# How can a volume integral yield a vector field?

1. Jan 12, 2016

### rcmps772

I'm using the textbook Electricity and Magnetism by Purcell. In the section about continuous charge distributions I found the following formula

$$\mathbf{E}(x,y,z)= \frac{1}{4\pi\epsilon_0 } \int \frac{\rho(x',y',z')\boldsymbol{\hat r} dx'dy'dz'}{r^{2}}$$.

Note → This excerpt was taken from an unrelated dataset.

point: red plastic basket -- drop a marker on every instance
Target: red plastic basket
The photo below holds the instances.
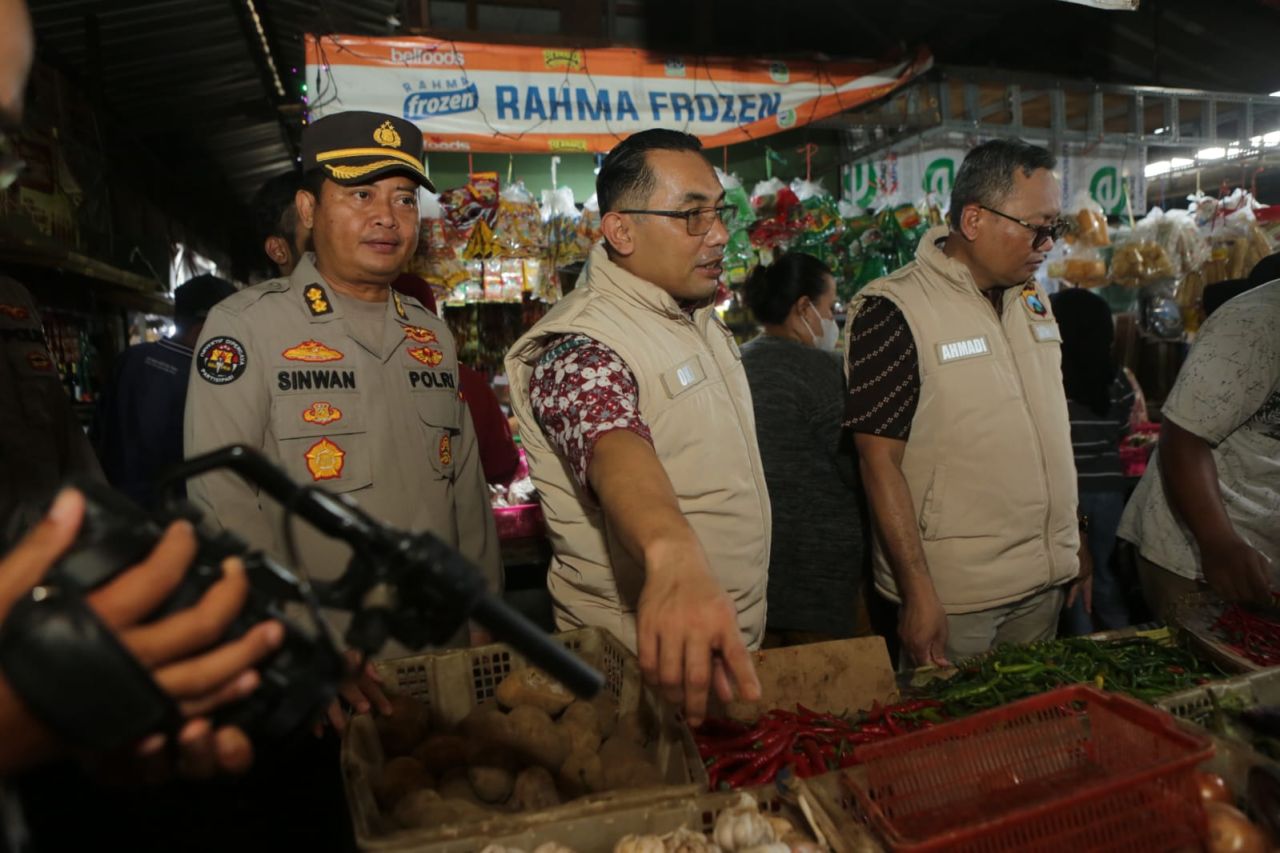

It's stated that (x,y,z) is fixed while we let the variables x', y' and z' range over the domain of integration. What puzzles me is that radial unit vector, which is supposed to point from (x', y', z') to (x,y,z), making the integrand a vector valued function.
What am I missing?

2. Jan 12, 2016

### blue_leaf77

Yes, it is the radial unit vector which gives the vector nature to the total E field.

3. Jan 12, 2016

### rcmps772

I understand the idea, but as a mathematical object it looks like nonsense to me. There are no examples in the textbook that use this formula directly. They use symmetry arguments such that only the magnitude of one direction is calculated.

4. Jan 12, 2016

### blue_leaf77

In which way does it look nonsense to you?
Well, the symmetry argument derives automatically from the vector summation, doesn't it? Without the presence of the radial unit vector in the integrand, there can't be such thing as cancellation of one or more of the field's components. The examples in your textbook do use that formula, but most of the times, examples are a group of problems which can be solved and understood easily. That's why a physical situation which is facilitated by the symmetry argument is commonly found in examples.

5. Jan 12, 2016

### rcmps772

In the same way that this looks
$$\int (r_x,r_y,r_z) dx'dy'dz'$$
This is essentially the same as what's up there, just removed clutter. I don't understand how this works.

6. Jan 12, 2016

### PeroK

The integral of a vector is, by definition, the vector formed by integrating each of the components.

7. Jan 12, 2016

### rcmps772

Well, makes sense. I'm guessing that it's defined just as easily through Riemann sums.Thank you for the help.

8. Jan 12, 2016

### PeroK

Yes, exactly. Although, once you have proved the properties of a scalar integral, the properties of a vector integral follow.

9. Jan 12, 2016

### Staff: Mentor

If it weren't a continuous charge distribution, but instead a finite number of discrete point charges, you'd calculate the electric field at a given point by summing the contributions from each point charge. Each contribution $\vec{E_i}$ would be a vector, so you'd write it as the product of its magnitude ($Q_i/r_i^2$ where $Q_i$ and $r_i$ are the charge of and distance to the $i$'th point charge) and a unit vector in the direction of that charge. These vectors point in different directions, but that doesn't stop you from adding them.

The integral you're looking at is the same thing except extended to an infinite number of infinitesimally small charges represented by $\rho$. The integrand is the vector-valued contribution to the total field produced by the infinitesimal charge in the infinitesimal volume dx'dy'dz at a distance $r$ in the direction $\hat{r}$; the integral is the sum of all of these.